Northwestern University: a school known for elite academics, a beautiful campus situated right on Lake Michigan, harsh winters

After a drought of 64 years, head coach Pat Fitzgerald led his team to a bowl victory in 2012, as the Wildcats outlasted Mississippi State 34-20 in the Gator Bowl. This was no flash in the pan—Fitzgerald’s squads have fared well of late, winning three bowl games and finishing ranked in the final AP poll three times in the last six years.

For a fourth consecutive season, Duke will take Northwestern, its second FBS opponent of 2018. The Wildcats’ nadir of 2017 came in its embarrassing 41-17 loss to the Blue Devils, as their only other defeats came at the hands of Wisconsin and Penn State, who finished the season ranked No. 7 and No. 8, respectively.

One man’s famine is another man’s feast, and Duke surely left that same game satiated. Quarterback Daniel Jones had what was likely the best performance of his career, as he tallied 413 total yards and four touchdowns. Even more impressive was the Blue Devil defense, which held Northwestern to a mere 181 total yards. Justin Jackson, who graduated in the spring as the tenth-leading rusher in Division I history, was held to just 18 yards on the ground, the lowest total of his illustrious career.

Despite Jackson’s departure, the Wildcats should maintain a strong rushing attack, led by sophomore Jeremy Larkin and four returning starters on the offensive line.

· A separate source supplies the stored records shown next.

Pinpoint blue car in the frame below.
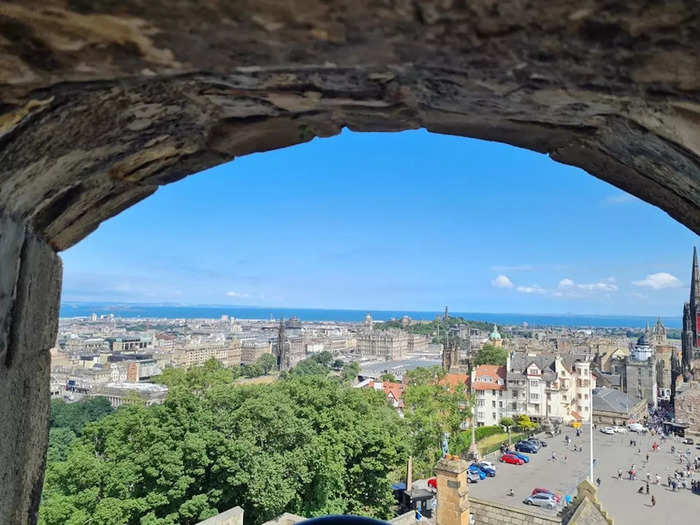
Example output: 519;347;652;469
515;441;537;454
469;465;486;479
513;452;530;463
474;463;496;478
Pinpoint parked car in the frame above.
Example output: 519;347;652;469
511;452;530;463
499;454;525;465
523;493;557;509
515;441;537;454
469;464;486;479
474;463;496;478
467;470;481;483
530;488;561;503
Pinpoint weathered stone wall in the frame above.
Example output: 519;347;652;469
469;497;561;525
0;215;61;525
0;0;700;250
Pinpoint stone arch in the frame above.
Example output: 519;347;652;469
0;0;700;523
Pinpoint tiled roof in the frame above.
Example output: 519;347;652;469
472;365;506;390
440;374;469;387
383;381;404;401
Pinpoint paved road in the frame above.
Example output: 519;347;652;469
469;428;700;525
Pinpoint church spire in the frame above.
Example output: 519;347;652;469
690;246;700;305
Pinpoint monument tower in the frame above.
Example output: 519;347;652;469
681;247;700;378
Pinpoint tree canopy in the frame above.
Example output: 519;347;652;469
39;363;408;525
403;366;471;476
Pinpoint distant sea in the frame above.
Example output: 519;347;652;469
61;303;681;328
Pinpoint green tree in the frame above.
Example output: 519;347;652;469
46;427;77;463
255;354;277;375
474;345;508;366
39;372;407;525
403;367;471;476
311;350;333;368
515;414;537;431
289;357;328;377
341;361;360;382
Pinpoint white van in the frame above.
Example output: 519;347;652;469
627;423;647;432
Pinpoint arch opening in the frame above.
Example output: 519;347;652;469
0;0;700;524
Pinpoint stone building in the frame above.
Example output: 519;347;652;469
470;365;511;427
88;383;168;408
504;352;596;422
675;381;700;438
681;248;700;381
624;327;658;407
172;339;242;368
357;329;410;360
593;387;649;426
241;339;273;365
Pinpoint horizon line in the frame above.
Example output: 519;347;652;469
60;301;682;320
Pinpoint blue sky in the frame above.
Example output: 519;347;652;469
62;130;698;315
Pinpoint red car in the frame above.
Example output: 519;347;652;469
499;454;525;465
531;489;561;503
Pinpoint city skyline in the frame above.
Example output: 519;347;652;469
63;131;697;316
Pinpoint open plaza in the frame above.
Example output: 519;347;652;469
469;427;700;525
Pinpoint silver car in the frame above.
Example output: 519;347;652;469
467;470;481;483
523;492;557;509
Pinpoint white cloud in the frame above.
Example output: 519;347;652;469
632;272;683;290
491;264;536;272
491;274;513;288
515;284;547;294
553;277;618;297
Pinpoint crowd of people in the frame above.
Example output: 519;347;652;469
617;408;700;507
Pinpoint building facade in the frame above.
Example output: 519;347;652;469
681;248;700;381
624;327;658;407
357;329;410;360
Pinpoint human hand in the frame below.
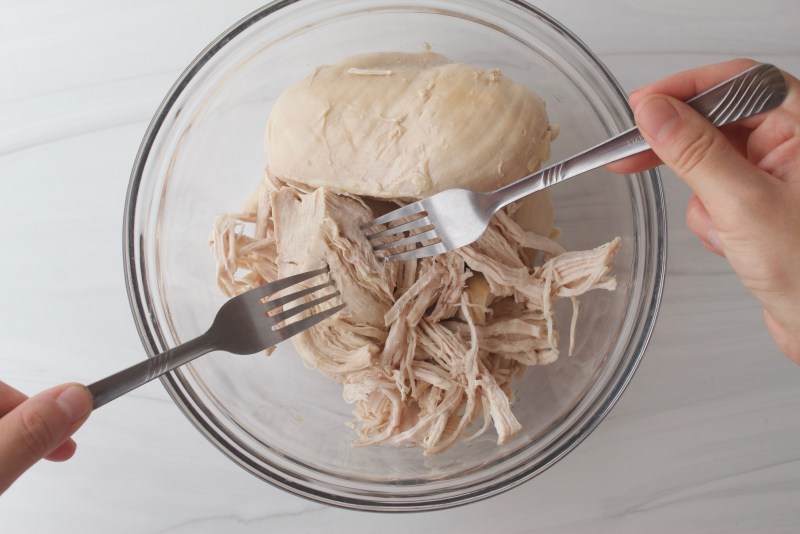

Larkin saw an increased workload down the stretch, and averaged 65.6 rushing yards on 7.6 yards per attempt in Northwestern’s final five games.

“Larkin is a different kind of back [than Jackson],” Duke head coach David Cutcliffe said. “He’s really elusive, with really quick feet, [and he] scares you in that way, how he can make you miss.”

The Cincinnati, Ohio, native started off the 2018 season with a bang, with 143 rushing yards and two touchdowns in the Wildcats’ 31-27 triumph over Purdue. 

In the air, quarterbacks Clayton Thorson—who tore his right ACL last December—and T.J. Green split reps in the season opener. Thorson, Northwestern’s all-time leader in passing touchdowns, and Green are currently listed as co-starters for Saturday’s game.

“[Northwestern] threw it a little bit more with Thorson for obvious reasons—he’s a veteran starter and a big, 6-foot-4 guy,” Cutcliffe said. “But don’t think for a second that Green can’t throw the football. We have to focus on pressuring the quarterback no matter who is back there in order to be successful.”

The Wildcats were undoubtedly stronger on the defensive side of the ball last year, and ranked 20th in the nation in points allowed per game. Six members of a strong starting front seven returned to campus this fall, including All-Big Ten defensive end Joe Gaziano, who led the team with nine sacks.

“They’re going to be faster, bigger and stronger than Army,” Cutcliffe said. “It’s going to come down technique, leverage, hands and quick feet. When you’re playing equally gifted players, you have to find your edge in different places.”

The two teams will take the field Saturday at noon in Evanston, Ill.